UTAH TECH UNIVERSITY'S STUDENT NEWS SOURCE | April 25, 2024

OPINION | Glow Up culture just another consumerist trick

Tiffany Mortensen, freshman nursing major from West Jordan, focuses more on who she is rather than the toxicity behind glow up culture. Emily Mildenhall says Glow Up culture feeds on our insecurities. Photo By Bailey Chamberlain.

Share This:

Glow Ups take the worst parts of diet culture, youth culture and consumerism and smash them all together to make a toxic monster that haunts our dreams at night.

Urban Dictionary defines a “Glow Up” as “a mental, physical, and an emotional transformation for the better. Glow Ups can be both natural or planned. As well as being gradual and permanent, or fast and temporary.”

It’s a cool concept, but let’s get real; who posts photos on Instagram of their newfound emotional maturity? In a society with visual values, there’s an implicit understanding that Glow Ups always have a visual component to them.

I should clarify that there’s a difference between putting work into yourself to make healthier life decisions versus throwing yourself into all the new beauty trends and comparing yourself to how models look.

There are infinite ways to Glow Up, although the vast majority of people who have them — or at least post about them on social media — are women who change their appearance. The internet is obsessed with women looking thin but curvy, flawless but natural, and sexy but innocent. It’s no wonder that this trend is blowing up right now; nothing is ever enough, is it?

While beauty standards affect men, women and everyone in between, women who are perceived as unattractive make less money than their attractive counterparts. It affects everyone mentally, but disproportionately affects women financially.

Beauty advertisements also target women much more often and they’ve been doing it for decades. Old cartoons that depict women before and after using X products are just the 1950s version of modern day influencers peddling skin creams for acne and anti-cellulite leggings.

What is up with the internet’s obsession with making drastic and immediate visual changes to women’s bodies? I, for one, wish Instagram models would shut up about how easy it is to get a snatched waist if you just buy this detox tea and follow this simple exercise routine.

We all know that “detox tea” just means “laxative” anyway, so why are we still buying into it? Furthermore, why are we still buying it?

When it comes to profiting off insecurity, the beauty and diet industries are really raking it in. Think about it; the entities that benefit the most from our insecurities are the ones that sell the “solutions.”

Do you feel marginalized and ignored by society because you don’t perfectly fit the current beauty standards? Buy these items and purchase this program and soon you’ll look completely different. You wouldn’t want to get caught looking like — gasp — yourself!
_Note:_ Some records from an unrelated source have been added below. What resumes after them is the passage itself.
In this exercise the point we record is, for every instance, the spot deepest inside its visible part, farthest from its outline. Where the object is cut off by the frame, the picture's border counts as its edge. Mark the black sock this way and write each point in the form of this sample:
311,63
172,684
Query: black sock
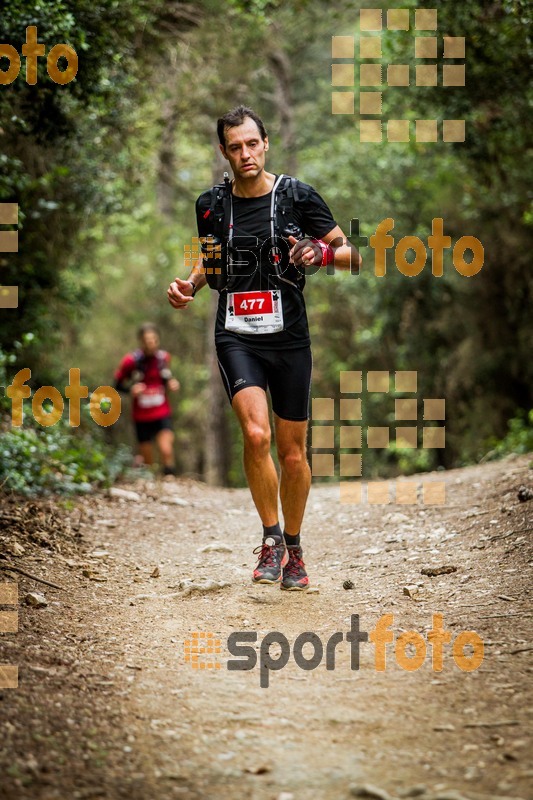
291,540
273,532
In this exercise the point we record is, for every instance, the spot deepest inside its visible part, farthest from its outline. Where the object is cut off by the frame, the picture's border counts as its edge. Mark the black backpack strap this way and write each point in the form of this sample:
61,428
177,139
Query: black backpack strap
287,194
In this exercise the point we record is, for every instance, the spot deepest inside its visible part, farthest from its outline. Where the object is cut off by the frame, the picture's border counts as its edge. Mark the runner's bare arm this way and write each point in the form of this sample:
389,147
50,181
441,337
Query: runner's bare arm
180,291
343,255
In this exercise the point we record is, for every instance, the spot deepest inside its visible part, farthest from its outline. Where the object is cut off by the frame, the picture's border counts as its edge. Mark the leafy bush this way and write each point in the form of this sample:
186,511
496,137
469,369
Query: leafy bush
519,438
57,459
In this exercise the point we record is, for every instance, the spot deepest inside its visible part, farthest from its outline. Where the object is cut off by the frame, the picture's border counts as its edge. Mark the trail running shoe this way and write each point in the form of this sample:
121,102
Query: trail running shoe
294,574
272,559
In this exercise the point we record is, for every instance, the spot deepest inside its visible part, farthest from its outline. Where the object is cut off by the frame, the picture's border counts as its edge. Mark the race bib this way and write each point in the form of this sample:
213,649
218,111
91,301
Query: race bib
254,312
151,399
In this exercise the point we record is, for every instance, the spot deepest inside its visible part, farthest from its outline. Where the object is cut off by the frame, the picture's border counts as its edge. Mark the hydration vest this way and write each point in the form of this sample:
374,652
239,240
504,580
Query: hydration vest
217,253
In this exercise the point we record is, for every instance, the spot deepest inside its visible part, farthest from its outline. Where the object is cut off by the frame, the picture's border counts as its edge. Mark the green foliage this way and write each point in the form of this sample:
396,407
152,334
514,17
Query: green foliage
57,459
519,438
97,253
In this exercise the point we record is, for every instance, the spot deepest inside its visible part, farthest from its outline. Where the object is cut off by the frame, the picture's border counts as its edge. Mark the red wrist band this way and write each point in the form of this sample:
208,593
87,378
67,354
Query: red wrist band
328,254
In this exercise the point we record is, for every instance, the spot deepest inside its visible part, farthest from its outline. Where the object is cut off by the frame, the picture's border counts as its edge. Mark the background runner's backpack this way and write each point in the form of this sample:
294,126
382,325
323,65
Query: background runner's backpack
288,191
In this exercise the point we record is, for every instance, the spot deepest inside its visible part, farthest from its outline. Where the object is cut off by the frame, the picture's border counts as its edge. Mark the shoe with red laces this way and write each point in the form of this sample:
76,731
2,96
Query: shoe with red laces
272,559
294,574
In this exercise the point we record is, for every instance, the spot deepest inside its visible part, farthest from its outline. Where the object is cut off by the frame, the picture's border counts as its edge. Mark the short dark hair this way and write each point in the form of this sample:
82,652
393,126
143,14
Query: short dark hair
236,117
147,327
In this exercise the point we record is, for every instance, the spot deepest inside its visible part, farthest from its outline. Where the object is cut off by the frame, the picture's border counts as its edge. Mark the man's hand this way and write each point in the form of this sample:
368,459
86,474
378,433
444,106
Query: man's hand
179,293
305,252
137,389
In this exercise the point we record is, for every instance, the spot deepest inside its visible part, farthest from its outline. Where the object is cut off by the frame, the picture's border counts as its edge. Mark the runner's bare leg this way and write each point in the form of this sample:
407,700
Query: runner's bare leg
295,472
251,408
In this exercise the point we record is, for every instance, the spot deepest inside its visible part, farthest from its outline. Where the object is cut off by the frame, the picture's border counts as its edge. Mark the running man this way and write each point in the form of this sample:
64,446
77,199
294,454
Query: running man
146,375
261,332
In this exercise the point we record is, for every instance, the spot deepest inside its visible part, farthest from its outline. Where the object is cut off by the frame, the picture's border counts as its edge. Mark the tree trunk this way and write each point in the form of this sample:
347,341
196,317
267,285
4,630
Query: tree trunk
166,169
218,445
281,70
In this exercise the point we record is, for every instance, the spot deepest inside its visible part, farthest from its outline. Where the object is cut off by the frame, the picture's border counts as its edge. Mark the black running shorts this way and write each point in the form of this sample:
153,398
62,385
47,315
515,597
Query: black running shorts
286,373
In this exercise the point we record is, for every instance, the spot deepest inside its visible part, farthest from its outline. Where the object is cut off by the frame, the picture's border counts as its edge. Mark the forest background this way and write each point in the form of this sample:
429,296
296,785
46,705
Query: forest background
105,171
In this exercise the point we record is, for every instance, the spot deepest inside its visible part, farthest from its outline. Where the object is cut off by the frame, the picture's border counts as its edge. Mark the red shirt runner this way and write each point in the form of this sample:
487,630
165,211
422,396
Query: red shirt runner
153,403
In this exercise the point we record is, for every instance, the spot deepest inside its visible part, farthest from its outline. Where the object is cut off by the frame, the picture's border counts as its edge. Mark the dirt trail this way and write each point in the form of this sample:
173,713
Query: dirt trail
108,706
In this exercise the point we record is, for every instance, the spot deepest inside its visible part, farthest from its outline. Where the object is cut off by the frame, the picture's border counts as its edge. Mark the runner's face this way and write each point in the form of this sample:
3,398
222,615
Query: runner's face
245,150
150,342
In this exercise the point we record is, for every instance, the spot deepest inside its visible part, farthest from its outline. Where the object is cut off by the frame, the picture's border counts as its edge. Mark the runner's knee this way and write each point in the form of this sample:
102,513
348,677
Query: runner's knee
293,460
257,439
There’s so much more to Glow Up culture than the damage it does to impressionable youth who don’t have fully formed self-concepts yet. Of course you weren’t “sexy” when you were in middle school — you were a child. So what’s the deal with the folks posting pictures of their 13-year-old selves and saying, “Thank God I don’t look like that anymore!”

I get that Glow Up is a play on “grow up,” but this whole ugly duckling mentality crumbles under actual analysis.

We all remember that story, right? The one that teaches children that it’s OK to be ugly as long as you grow up to be beautiful? The Ugly Duckling was really the original Glow Up when you think about it.

The tough truth is that we’re not all going to end up as swans. Moreover, waterfowl aren’t bombarded with ads about how to make their feathers softer or quick and easy beak procedures.

“Glow Up culture is a capitalist plague that feeds off our insecurities and you can’t convince me otherwise. Don’t buy into it.”

Emily Mildenhall

I struggled with eating disorders for years. Teachers and classmates who knew me in middle school complimented me in high school after my weight loss. As a teenager, I learned that my peers didn’t see me as a human being until after my Glow Up.

Being thinner and more focused on fitting the acceptable look only made the pressure to be pretty worse; my obsession with my body made me scrutinize other things like the thinness of my eyebrows, the lack of volume in my hair, the shape of my nose… It’s a chain reaction that can go on forever if left untreated.

I’m done giving money to industries that count on my self-doubt to make a profit and I’m encouraging everyone to do the same. The most punk rock thing we as women can do is place sisterhood before the male gaze and end this toxic trend.

Glow Up culture is a capitalist plague that feeds off our insecurities and you can’t convince me otherwise. Don’t buy into it.

Just because it has a cute name doesn’t mean it’s harmless.